Former FBI Director James Comey gave his first public testimony before the Senate Intelligence Committee on Thursday, June 8, 2017 during a two and a half-hour open session. Afterward, Lester Holt, Savannah Guthrie and Chuck Todd pointed out some things from their areas of expertise. Guthrie commented from her legal background and Todd spoke from a political point of view.

Comey's demeanor

Viewers with high definition televisions could see every expression on Comey's face because the cameras showed close ups of him during his entire testimony. He appeared tense through some of the questions.

For the most part, senators did not try to put him on the spot -- with the exception of Senator John McCain who showed no mercy. His time ran out while he was still questioning Comey about Hillary Clinton's e-mails. Many people on social media pointed out McCain's confusing questions.


For a lot of the questions, Comey had to say he couldn't answer in the open setting because of the ongoing investigation, and he was testifying as a private citizen. Therefore, he could not respond to questions involving current FBI operations. He was careful not to say anything that would get him into deeper trouble with President Donald Trump and his administration.

Body language experts and linguists watched and listened carefully to what the 56-year-old former Fbi Director had to say.

Even Merriam-Webster Dictionary got in on the act and tweeted out unusual words and expressions that were used. For instance, Comey used the word "Lordy." On another occasion, he used the word "fuzz" that caught people's attention.

Comey spoke about his relationship with Trump and about having one-on-one conversations with him.

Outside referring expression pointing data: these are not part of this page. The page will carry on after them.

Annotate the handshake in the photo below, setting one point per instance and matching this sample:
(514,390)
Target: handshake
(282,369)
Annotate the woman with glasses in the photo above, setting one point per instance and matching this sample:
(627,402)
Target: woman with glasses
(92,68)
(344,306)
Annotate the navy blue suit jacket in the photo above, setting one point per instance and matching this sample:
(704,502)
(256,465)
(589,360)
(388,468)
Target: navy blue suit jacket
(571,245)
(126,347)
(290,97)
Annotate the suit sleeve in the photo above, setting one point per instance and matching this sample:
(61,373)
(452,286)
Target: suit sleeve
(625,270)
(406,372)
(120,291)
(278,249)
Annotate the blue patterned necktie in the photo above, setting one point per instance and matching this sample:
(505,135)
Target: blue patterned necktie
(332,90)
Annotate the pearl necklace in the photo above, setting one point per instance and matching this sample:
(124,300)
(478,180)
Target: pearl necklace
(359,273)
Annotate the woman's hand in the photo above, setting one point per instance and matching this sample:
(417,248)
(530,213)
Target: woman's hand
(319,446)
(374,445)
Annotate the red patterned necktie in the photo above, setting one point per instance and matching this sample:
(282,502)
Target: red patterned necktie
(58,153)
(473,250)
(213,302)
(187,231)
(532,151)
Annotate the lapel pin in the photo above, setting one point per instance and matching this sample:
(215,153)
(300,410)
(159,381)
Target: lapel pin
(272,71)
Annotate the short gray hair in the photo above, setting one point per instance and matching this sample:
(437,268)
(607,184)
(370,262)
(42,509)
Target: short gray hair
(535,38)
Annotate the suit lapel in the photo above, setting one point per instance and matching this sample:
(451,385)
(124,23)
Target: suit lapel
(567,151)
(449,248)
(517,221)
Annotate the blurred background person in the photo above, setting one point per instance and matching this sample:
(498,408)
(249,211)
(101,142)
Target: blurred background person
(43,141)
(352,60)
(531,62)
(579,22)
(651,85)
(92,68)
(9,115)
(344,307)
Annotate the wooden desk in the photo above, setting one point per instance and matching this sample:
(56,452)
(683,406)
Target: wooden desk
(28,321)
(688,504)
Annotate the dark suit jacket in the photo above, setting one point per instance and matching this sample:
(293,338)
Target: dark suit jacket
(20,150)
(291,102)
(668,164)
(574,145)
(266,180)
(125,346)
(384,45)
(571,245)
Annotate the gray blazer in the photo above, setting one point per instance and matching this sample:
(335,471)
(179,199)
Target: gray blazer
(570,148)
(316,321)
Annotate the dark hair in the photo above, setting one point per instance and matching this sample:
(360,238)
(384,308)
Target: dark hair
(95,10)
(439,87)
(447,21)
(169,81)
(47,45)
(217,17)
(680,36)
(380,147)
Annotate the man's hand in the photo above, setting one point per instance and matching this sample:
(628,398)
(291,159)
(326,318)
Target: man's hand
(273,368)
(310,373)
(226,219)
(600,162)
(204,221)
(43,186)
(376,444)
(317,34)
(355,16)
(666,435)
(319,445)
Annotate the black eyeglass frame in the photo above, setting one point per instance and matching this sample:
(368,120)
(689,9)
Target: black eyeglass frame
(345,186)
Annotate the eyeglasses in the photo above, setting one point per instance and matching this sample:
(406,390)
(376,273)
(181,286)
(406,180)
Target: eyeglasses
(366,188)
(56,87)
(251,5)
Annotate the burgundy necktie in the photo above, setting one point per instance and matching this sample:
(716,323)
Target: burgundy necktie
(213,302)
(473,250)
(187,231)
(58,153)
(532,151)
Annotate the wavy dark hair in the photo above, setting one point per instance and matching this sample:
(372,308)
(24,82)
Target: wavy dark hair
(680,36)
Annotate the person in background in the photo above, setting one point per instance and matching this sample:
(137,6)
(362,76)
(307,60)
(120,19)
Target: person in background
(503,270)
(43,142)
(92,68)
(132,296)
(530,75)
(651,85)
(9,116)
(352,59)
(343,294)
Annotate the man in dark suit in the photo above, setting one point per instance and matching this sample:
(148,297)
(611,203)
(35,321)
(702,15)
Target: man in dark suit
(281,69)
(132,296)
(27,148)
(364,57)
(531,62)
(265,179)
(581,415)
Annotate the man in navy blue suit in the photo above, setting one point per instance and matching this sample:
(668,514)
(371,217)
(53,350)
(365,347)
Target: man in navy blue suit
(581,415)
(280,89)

He explained the reason he began to document his conversations with the current president and not with previous presidents. He disputed that Trump was justified in firing him last month. He concluded that Trump's administration defamed him and the FBI.

The man being questioned received compliments from most of the senators who thanked him for his service to the country.

Even though the session was long, a lot of time was saved because of the written testimony that was submitted on Wednesday. One senator spoke about how well written and concise the document was. Others referred to it often during the testimony.

It is interesting that President Donald Trump didn't tweet the entire time that the father of five was telling his side of the story to the senators. However, Donald Trump Jr. did enough tweeting, and Kellyanne Conway went wild with her tweets on Wednesday before the testimony.